Hell Drivers (1957) is a British film noir crime drama film directed by Cy Endfield and starring Stanley Baker, Herbert Lom, Peggy Cummins and Patrick McGoohan. The film was produced by the Rank Organisation and Aqua Film Productions. The film revolves around a recently released convict who takes a driver's job at a haulage company.

Plot
Having spent time abroad, Tom Yately (Stanley Baker) seeks work as a truck driver with Hawletts, a transport company. Mr. Cartley (William Hartnell), the depot manager, informs Tom that his drivers convey their ten-ton loads of gravel fast over bad roads. They are expected to deliver a minimum of twelve loads a day; if a driver falls behind, he is fired. Each run is  round-trip; the top driver makes eighteen runs a day. Tom goes on a trial run with the depot mechanic, in truck no. 13. He narrowly avoids colliding head-on with two other Hawletts trucks speeding the other way.

Cartley hires Tom, and he's assigned truck 13. Tom meets the other drivers, including Irishman Red (Patrick McGoohan), the foreman and head driver. Lodging at the same house as various other drivers, Tom is befriended by Gino (Herbert Lom), an Italian driver who is in love with Lucy (Peggy Cummins), Cartley's secretary. Red offers a £250 gold cigarette case to anyone who can make more runs than him in a day, and Tom is determined to try; however, he soon learns that Red has kept his place at the top by taking a dangerous shortcut that none of the other drivers are willing to risk.

One evening, the drivers go to a dance at a nearby hall and start a fight. When the police are called, Tom flees the scene. Red calls him a coward and, from then on, the other drivers (except Gino) turn on Tom, bullying him incessantly, impeding his runs, and calling him "yellow belly". Despite this, Tom doesn't retaliate.

Tom visits his brother Jimmy (David McCallum) and mother (Beatrice Varley) in their tobacconist's shop. His mother refuses to accept money from Tom, blaming him for Jimmy's life-changing leg injury that requires him to use crutches.

When the drivers collect their pay packets, Tom realises he's been underpaid. A gleeful Red informs Tom his wages were docked to replace equipment damaged as a result of the drivers' bullying.
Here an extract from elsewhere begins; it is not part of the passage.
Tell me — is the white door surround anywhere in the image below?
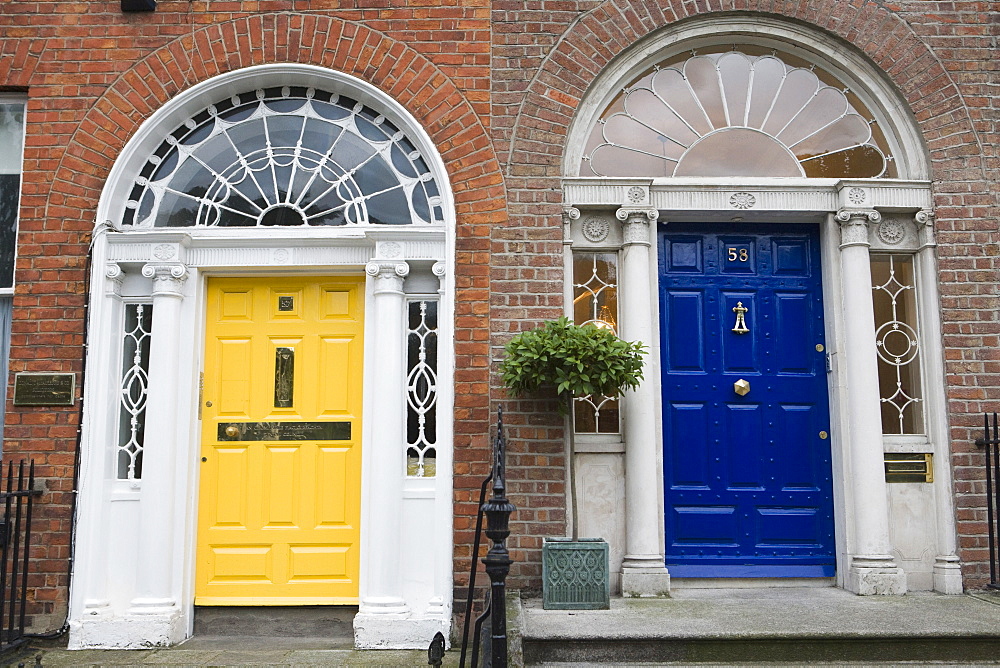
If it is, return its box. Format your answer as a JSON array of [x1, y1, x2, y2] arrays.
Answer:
[[563, 178, 962, 596], [69, 65, 454, 648]]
A fistfight ensues, in which Tom beats Red. Gino offers to switch truck numbers with Tom the next day, so that the others can unwittingly harass Gino and therefore help Tom to win the cigarette case.

That night, Lucy breaks up with Gino. Expressing her feelings for Tom while he performs a vehicle check, Tom confesses that he hadn't actually been abroad but was instead serving a year-long prison sentence. Lucy drops off Tom at the drivers' digs, both unaware that Gino has seen them from his bedroom window.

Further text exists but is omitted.